Almost all the contemporary artists included on O Brother—Alison Krauss and others—are well known (and generally acclaimed) keepers of the classic Americana flame, proudly maintaining the genre’s warm traditions and staunch rules of conduct. They are revivalists, permitting only marginal sonic updates, set on upholding Americana’s unspoken tenets of authenticity. Theirs is a noble pursuit, and yet it’s easy to be seduced by the organic glamour of old America, to spin kitsch into commodity, to rank banjos over synthesizers, general stores over Wal-Mart. It’s always been far simpler to wax nostalgic over the past than to work at re-imagining those sacred, spent traditions for an entirely new world—and to do so in an equally meaningful way.
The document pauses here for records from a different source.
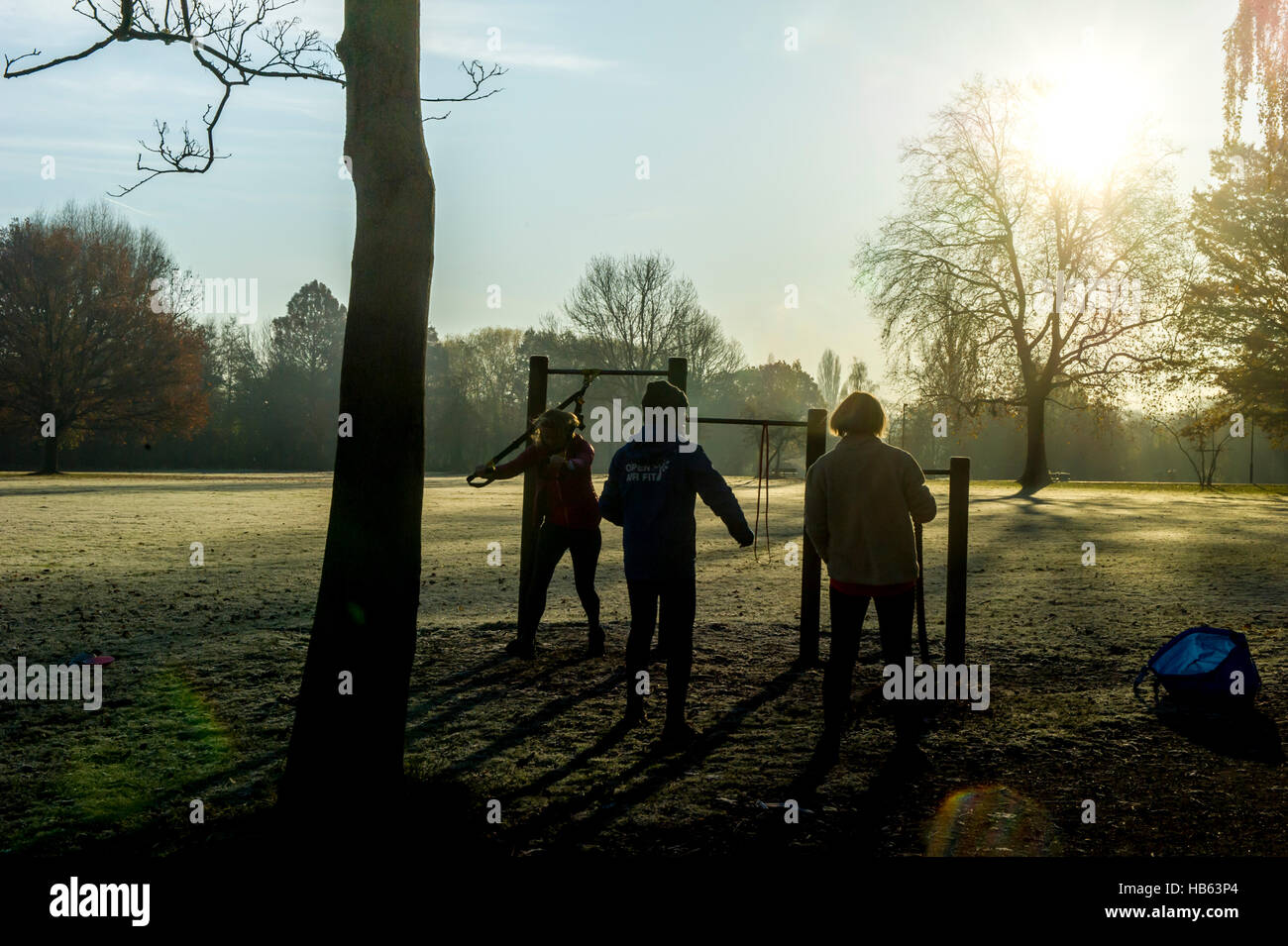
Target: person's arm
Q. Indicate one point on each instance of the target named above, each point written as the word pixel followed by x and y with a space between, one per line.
pixel 515 467
pixel 583 456
pixel 716 494
pixel 915 493
pixel 610 499
pixel 815 510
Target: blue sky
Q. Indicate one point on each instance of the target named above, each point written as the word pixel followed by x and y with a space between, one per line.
pixel 767 164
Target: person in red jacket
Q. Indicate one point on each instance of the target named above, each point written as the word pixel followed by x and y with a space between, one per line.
pixel 570 508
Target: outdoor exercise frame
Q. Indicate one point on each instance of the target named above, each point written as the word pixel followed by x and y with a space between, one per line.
pixel 815 444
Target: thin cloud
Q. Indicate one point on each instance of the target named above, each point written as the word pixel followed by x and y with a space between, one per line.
pixel 475 47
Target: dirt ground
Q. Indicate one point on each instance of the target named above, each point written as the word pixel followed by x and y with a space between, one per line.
pixel 207 662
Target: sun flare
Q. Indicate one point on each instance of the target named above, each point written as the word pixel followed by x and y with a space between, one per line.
pixel 1085 120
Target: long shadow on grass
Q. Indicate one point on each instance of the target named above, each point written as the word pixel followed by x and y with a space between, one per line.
pixel 671 769
pixel 1249 735
pixel 524 727
pixel 482 691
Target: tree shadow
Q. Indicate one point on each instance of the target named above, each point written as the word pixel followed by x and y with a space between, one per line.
pixel 605 803
pixel 1240 734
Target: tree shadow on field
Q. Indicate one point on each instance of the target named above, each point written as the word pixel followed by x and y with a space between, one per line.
pixel 524 727
pixel 606 803
pixel 1241 734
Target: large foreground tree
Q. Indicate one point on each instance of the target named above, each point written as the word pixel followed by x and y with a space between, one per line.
pixel 346 761
pixel 1004 280
pixel 84 347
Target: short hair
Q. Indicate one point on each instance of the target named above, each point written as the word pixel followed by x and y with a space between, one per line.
pixel 565 421
pixel 859 413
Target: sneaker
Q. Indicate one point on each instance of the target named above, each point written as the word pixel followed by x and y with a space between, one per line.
pixel 911 758
pixel 827 753
pixel 520 648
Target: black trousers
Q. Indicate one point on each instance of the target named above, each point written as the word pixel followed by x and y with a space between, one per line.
pixel 553 541
pixel 894 617
pixel 670 606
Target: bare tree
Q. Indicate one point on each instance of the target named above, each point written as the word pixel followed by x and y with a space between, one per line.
pixel 347 745
pixel 85 348
pixel 1003 282
pixel 634 312
pixel 829 377
pixel 858 378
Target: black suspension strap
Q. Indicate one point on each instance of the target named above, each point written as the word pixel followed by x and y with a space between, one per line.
pixel 761 477
pixel 579 395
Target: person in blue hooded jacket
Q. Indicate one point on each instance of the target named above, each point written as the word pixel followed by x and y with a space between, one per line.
pixel 651 489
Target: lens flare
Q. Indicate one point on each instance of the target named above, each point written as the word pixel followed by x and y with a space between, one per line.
pixel 990 820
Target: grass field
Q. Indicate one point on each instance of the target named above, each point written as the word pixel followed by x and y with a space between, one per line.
pixel 207 663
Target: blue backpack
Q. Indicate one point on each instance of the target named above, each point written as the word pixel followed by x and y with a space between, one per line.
pixel 1198 666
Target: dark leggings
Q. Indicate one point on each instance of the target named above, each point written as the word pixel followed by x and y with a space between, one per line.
pixel 670 606
pixel 894 617
pixel 553 541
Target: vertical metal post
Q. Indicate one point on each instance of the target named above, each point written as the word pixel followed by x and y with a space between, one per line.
pixel 678 372
pixel 537 366
pixel 1252 450
pixel 954 615
pixel 811 567
pixel 922 644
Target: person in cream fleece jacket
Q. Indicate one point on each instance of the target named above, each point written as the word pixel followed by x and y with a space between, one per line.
pixel 861 499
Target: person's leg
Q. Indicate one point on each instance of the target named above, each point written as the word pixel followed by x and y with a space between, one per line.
pixel 896 614
pixel 550 546
pixel 848 613
pixel 678 611
pixel 584 545
pixel 643 597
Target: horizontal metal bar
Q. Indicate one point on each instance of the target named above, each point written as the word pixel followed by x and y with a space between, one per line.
pixel 750 421
pixel 608 370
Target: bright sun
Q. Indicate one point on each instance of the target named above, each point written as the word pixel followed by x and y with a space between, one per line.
pixel 1086 119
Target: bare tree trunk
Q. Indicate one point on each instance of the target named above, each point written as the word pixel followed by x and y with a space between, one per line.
pixel 50 460
pixel 346 762
pixel 1035 473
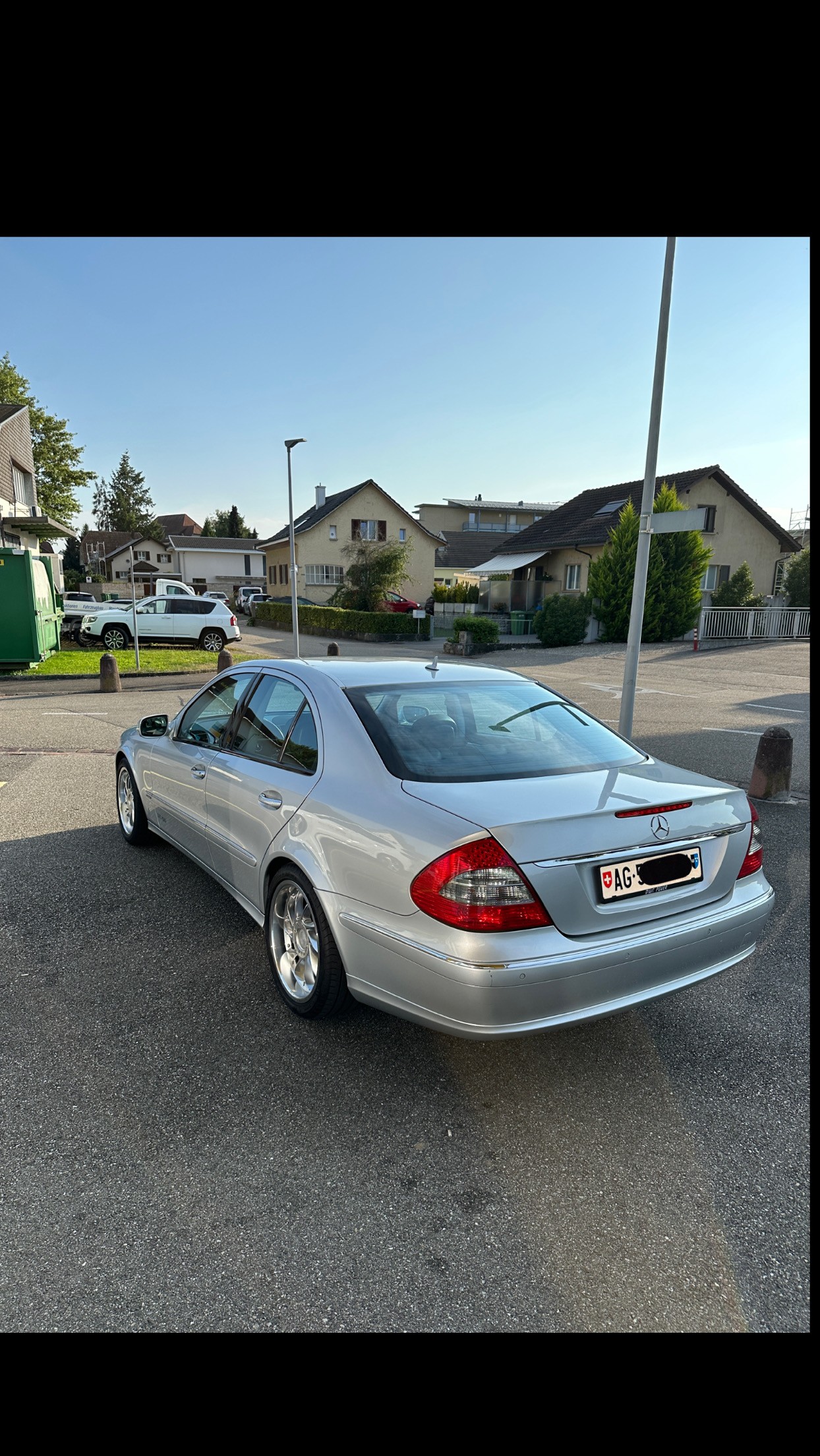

Witness, then, a handful of pioneering musicians, settled comfortably at obscure or semi-obscure independent record labels, catering mostly to the twenty-something/T-shirt-and-Pumas set, but playing a new, weird kind of Americana, punctuated by twittering Moog synths and prickly classical guitar, harp strums and free-jazz sax wails. Like alt.country before it, nu-Americana (call it indie-folk, alt-alt.country, freak-folk, folktronica or something else entirely) is as concerned with the future as it is with the past, wholeheartedly and unapologetically embracing the strange synergy of the organic and the synthesized, the beautiful and the hideous, the real and the imagined. It is new highway and old mountain—together and at peace.

Obviously, subverting the acoustic doctrines of folk music is not an entirely new phenomenon. Craggy foundations of dissent were in place even before Bob Dylan blasted electric at Newport—avant-folk pioneers the Incredible String Band, British songstress Vashti Bunyan (who recently recorded a duet with indie-folker Devendra Banhart), bedroom saint Nick Drake, and the incomparable Captain Beefheart laid serious bricks in the 1960s, and contemporary acts like Sunburned Hand of the Man, Six Organs of Admittance, and the No-Neck Blues Band are currently twisting old folk habits into new (and sometimes unrecognizable) shapes. As Raposa explains, “It has to adapt if it is to remain true.”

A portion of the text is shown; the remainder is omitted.